The DDS Agent is a core component of the DDS (Dynamic Distributed System) framework responsible for managing user tasks on worker nodes. It provides task execution, shared memory communication, and intercom services for distributed computing environments.
- Overview
- Architecture
- Shared Memory Transport
- User Task Handling
- Process Lifecycle
- Configuration
- Error Handling
The DDS Agent acts as a worker node daemon that:
- Connects to the DDS Commander for task coordination
- Manages multiple task execution slots
- Provides shared memory-based inter-process communication
- Handles task lifecycle (assignment, activation, monitoring, termination)

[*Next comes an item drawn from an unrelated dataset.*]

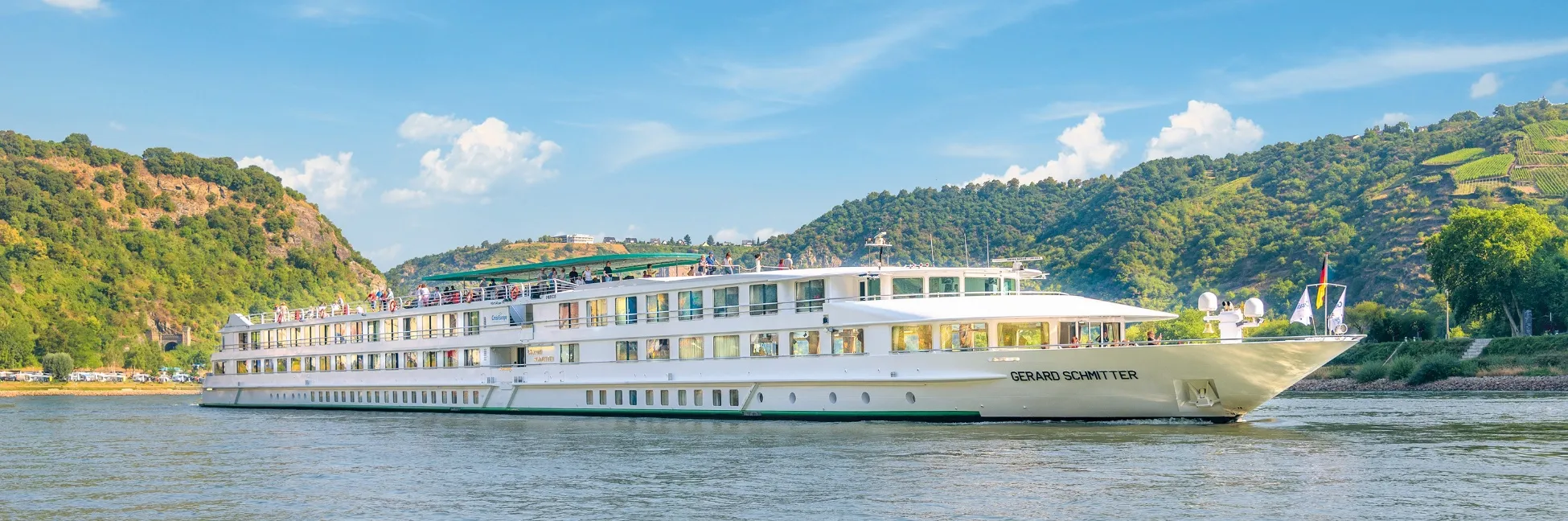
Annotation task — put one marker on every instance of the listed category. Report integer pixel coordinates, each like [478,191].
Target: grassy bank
[93,388]
[1422,361]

- Forwards messages between user tasks and the DDS network
- AgentConnectionManager: Main service coordinator and network management
- CommanderChannel: TCP connection to DDS Commander for control messages
- SMIntercomChannel: Shared memory channel for user task communication
- Slot Management: Isolated execution environments for user tasks
graph TB
subgraph "DDS Agent Process"
ACM[AgentConnectionManager]
CC[CommanderChannel]
SMC[SMIntercomChannel]
subgraph "Thread Pools"
MT[Main Threads]
IT[Intercom Threads]
end
subgraph "Slot Management"
S1[Slot 1]
S2[Slot 2]
SN[Slot N]
end
end
subgraph "External Components"
CMD[DDS Commander]
UT1[User Task 1]
UT2[User Task 2]
UTN[User Task N]
end
subgraph "Shared Memory"
IQ[Input Queues]
OQ[Output Queues]
end
CMD <==> CC
CC --> ACM
ACM --> SMC
SMC <==> IQ
SMC <==> OQ
IQ <==> UT1
IQ <==> UT2
IQ <==> UTN
OQ <==> UT1
OQ <==> UT2
OQ <==> UTN
S1 -.-> UT1
S2 -.-> UT2
SN -.-> UTN
ACM --> MT
ACM --> IT
The agent uses a multi-threaded architecture:
- Main Threads (4 threads): Handle network I/O and commander communication
- Intercom Threads (6 + NumLeaderFW): Process shared memory messages and user task communication
- Signal Handler: Manages graceful shutdown on SIGINT/SIGTERM/SIGQUIT
The DDS Agent implements a sophisticated shared memory transport system for high-performance inter-process communication.
graph LR
subgraph "Agent Process"
Agent[DDS Agent]
SMC[SMIntercomChannel]
end
subgraph "Shared Memory Queues"
subgraph "Input Queues"
IQ1[Leader Input Queue 1]
IQ2[Leader Input Queue 2]
IQN[Leader Input Queue N]
end
subgraph "Output Queues"
OQ1[Leader Output Queue Slot1]
OQ2[Leader Output Queue Slot2]
OQN[Leader Output Queue SlotN]
end
end
subgraph "User Tasks"
UT1[User Task Slot 1]
UT2[User Task Slot 2]
UTN[User Task Slot N]
end
Agent --> SMC
SMC <==> IQ1
SMC <==> IQ2
SMC <==> IQN
SMC <==> OQ1
SMC <==> OQ2
SMC <==> OQN
UT1 <==> IQ1
UT1 <==> OQ1
UT2 <==> IQ2
UT2 <==> OQ2
UTN <==> IQN
UTN <==> OQN
The shared memory system uses boost::interprocess::message_queue with the following characteristics:
Queue Types:
- Input Queues: Multiple queues for receiving messages from user tasks
- Output Queues: Per-slot queues for sending messages to specific user tasks
- Message Routing: Agent forwards messages between network and shared memory
Queue Naming Convention:
// Input queues (from user tasks to agent)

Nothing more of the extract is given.